The TSX barreled 2.56 points into the green to wind up Tuesday at 20,704.79.

The Canadian dollar deducted 0.04 cents to 74.96 cents U.S.

Health-care stocks proved the star of the show, with Bausch Health Companies galloping 31 cents, or 3.2%, to $10.07, while Tilray grabbed 12 cents, or 3.1%, to $3.96.

In the tech field, HUT 8 Mining ruled the roost, climbing 21 cents, or 9.7%, to $2.38, while Coveo Solutions added 21 cents, or 2.5%, $8.75.

Energy stocks were prominent, as Advantage Oil advanced 36 cents, or 4.2%, to $8.64, while Birchcliff Energy picked up 34 cents, or 4%, to $8.81.

Park Lawn Corporation was among consumer stocks feeling the bruises, 40 cents, or 1.4%, to $27.33, while Restaurant Brands dropped $2.58, or 2.8%, to $88.79, as the company missed fourth-quarter profit estimates. The company also named former chief operating officer Joshua Kobza as its new chief executive.

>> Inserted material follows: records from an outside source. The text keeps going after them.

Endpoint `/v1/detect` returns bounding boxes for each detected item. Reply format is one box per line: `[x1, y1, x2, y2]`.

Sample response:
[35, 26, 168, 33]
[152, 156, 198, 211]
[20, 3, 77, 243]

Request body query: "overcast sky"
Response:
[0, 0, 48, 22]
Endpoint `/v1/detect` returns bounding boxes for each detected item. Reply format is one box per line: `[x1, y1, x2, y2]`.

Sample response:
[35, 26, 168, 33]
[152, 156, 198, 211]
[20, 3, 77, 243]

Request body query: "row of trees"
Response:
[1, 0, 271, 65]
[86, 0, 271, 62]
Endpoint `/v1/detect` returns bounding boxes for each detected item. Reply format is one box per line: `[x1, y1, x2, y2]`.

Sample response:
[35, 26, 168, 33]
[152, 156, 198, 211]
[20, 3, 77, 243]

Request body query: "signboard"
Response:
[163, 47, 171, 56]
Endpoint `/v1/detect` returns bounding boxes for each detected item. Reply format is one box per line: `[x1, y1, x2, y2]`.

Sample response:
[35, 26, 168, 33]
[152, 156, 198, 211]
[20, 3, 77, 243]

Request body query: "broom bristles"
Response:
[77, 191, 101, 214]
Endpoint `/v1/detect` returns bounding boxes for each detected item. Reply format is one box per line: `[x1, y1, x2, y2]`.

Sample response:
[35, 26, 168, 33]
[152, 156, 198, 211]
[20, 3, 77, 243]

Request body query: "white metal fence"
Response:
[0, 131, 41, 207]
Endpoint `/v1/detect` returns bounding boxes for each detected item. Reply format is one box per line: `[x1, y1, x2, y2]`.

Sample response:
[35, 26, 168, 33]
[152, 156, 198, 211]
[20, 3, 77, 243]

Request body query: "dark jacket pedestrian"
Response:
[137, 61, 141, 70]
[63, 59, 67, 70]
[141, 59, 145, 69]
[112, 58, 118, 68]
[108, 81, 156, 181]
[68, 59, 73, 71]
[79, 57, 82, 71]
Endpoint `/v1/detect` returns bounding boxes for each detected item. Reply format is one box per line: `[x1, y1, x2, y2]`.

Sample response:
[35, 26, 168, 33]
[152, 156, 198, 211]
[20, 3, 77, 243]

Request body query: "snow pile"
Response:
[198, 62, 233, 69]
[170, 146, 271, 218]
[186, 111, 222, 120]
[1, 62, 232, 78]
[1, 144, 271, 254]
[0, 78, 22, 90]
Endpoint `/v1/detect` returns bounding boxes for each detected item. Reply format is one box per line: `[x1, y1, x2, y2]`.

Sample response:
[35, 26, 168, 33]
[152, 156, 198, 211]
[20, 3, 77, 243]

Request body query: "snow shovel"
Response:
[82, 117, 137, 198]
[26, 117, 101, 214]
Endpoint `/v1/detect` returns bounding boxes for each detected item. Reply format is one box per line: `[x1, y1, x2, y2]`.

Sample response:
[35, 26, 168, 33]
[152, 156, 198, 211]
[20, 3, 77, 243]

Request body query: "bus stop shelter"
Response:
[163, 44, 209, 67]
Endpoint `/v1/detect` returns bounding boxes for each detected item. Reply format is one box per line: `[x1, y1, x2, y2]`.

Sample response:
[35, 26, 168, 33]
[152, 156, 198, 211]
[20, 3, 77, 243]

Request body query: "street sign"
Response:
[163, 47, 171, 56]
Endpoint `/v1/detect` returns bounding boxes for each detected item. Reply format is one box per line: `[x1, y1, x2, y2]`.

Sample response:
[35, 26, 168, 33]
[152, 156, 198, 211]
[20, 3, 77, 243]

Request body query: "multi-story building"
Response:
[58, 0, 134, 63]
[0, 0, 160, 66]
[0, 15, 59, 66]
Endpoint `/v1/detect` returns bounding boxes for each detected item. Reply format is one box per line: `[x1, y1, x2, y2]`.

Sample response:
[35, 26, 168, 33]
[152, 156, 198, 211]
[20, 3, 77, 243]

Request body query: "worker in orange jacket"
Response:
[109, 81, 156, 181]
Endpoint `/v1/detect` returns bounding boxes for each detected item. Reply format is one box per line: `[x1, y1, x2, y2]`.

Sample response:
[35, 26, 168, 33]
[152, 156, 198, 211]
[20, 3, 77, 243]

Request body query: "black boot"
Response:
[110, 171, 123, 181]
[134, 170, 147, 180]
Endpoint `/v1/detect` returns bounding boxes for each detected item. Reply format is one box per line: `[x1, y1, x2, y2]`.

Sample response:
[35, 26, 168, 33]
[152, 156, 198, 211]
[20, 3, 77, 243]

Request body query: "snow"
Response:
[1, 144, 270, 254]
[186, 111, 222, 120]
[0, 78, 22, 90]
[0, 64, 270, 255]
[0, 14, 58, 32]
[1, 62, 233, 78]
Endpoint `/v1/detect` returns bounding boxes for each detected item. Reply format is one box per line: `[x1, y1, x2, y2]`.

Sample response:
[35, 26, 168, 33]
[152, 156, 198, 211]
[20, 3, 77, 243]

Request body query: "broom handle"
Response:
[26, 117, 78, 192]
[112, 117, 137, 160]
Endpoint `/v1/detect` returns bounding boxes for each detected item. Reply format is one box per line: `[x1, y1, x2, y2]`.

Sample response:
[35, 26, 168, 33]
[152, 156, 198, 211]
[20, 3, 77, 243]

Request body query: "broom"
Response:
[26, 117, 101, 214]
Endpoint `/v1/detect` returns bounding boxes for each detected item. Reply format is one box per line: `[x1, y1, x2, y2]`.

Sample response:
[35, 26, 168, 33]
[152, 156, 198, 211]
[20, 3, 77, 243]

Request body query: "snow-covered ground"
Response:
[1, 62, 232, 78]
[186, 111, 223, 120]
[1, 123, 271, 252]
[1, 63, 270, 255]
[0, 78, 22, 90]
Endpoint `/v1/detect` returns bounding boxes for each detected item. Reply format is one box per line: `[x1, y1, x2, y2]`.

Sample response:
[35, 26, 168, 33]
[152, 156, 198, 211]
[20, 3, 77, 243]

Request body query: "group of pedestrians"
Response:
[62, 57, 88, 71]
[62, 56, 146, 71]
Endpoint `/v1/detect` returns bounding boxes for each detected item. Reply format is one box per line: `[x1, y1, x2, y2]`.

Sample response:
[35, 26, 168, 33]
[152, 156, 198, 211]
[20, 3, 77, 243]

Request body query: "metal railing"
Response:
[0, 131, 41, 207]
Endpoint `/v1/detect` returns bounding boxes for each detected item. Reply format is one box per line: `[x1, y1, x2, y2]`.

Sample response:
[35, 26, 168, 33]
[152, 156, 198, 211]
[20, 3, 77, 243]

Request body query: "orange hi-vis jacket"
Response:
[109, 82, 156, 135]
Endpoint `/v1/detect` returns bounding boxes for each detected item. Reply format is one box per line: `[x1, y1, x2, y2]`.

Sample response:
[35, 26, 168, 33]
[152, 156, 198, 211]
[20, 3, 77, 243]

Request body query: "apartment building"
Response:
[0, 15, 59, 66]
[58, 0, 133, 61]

Gold stocks missed the mark, as Equinox Gold shed 12 cents, or 2.3%, to $5.02, while Torex Gold dipped 23 cents, or 1.4%, to $16.69.

Financials also dragged, with TMX Group behind $1.44, or 1%, to $136.68, while Canadian Western Bank let go of 22 cents to $28.08.


The TSX Venture Exchange inched up 3.77 points to 620.18.

Seven of the 12 subgroups strengthened on the day, with health-care haler 1.6%, information technology better by 1.3%, and energy ahead 0.6%.

The five laggards were dragged lower by consumer discretionary, off 0.7%, as well as gold, behind 0.4%, and financials, poorer by 0.1%.


Stocks wavered Tuesday and the Dow Jones Industrials fell, reversing earlier gains, after the January consumer price index report showed that inflation grew at higher-than-expected annual rate.

The 30-stock index came off its lows of the afternoon, but still finished way below breakeven, off 156.14 points, to conclude Tuesday at 34,089.79.

The S&P 500 was also red, but only 1.11 points to 4,136.18.

The NASDAQ Composite found its footing and marched 68.36 points to 11,960.15, boosted by technology stocks including Tesla which rose more than 7%, and Nvidia, up 5%.

A stubbornly high inflation reading initially sent stocks sliding. The consumer price index rose 0.5% for the month, which translated to an annual gain of 6.4%. That was slightly higher than economist estimates of the basket of goods and services rising 0.4% on the month and 6.2% on the year, according to a survey by Dow Jones.

In addition, the December report was revised to show a slight gain instead of a decline.

Before the number was released, JPMorgan’s trading desk predicted that an annual increase of 6.4% to 6.5% would trigger an S&P 500 loss of about 1.5% on Tuesday. It was better than worst fears of a greater than 6.5% annual increase, an acceleration in inflation that would have triggered an S&P 500 decline of 2.5%, JPMorgan predicted.

Beyond the CPI, investors will also be watching for earnings for insights into the health of the consumer. Kraft Heinz, Boston Beer and DoorDash are all scheduled to report this week.

Prices for the 10-year Treasury fell, raising yields to 3.75% from Monday’s 3.71%. Treasury prices and yields move in opposite directions.

Oil prices weakened 98 cents to $79.16 U.S. a barrel.

Gold prices regained three dollars to $1,866.50 U.S. an ounce.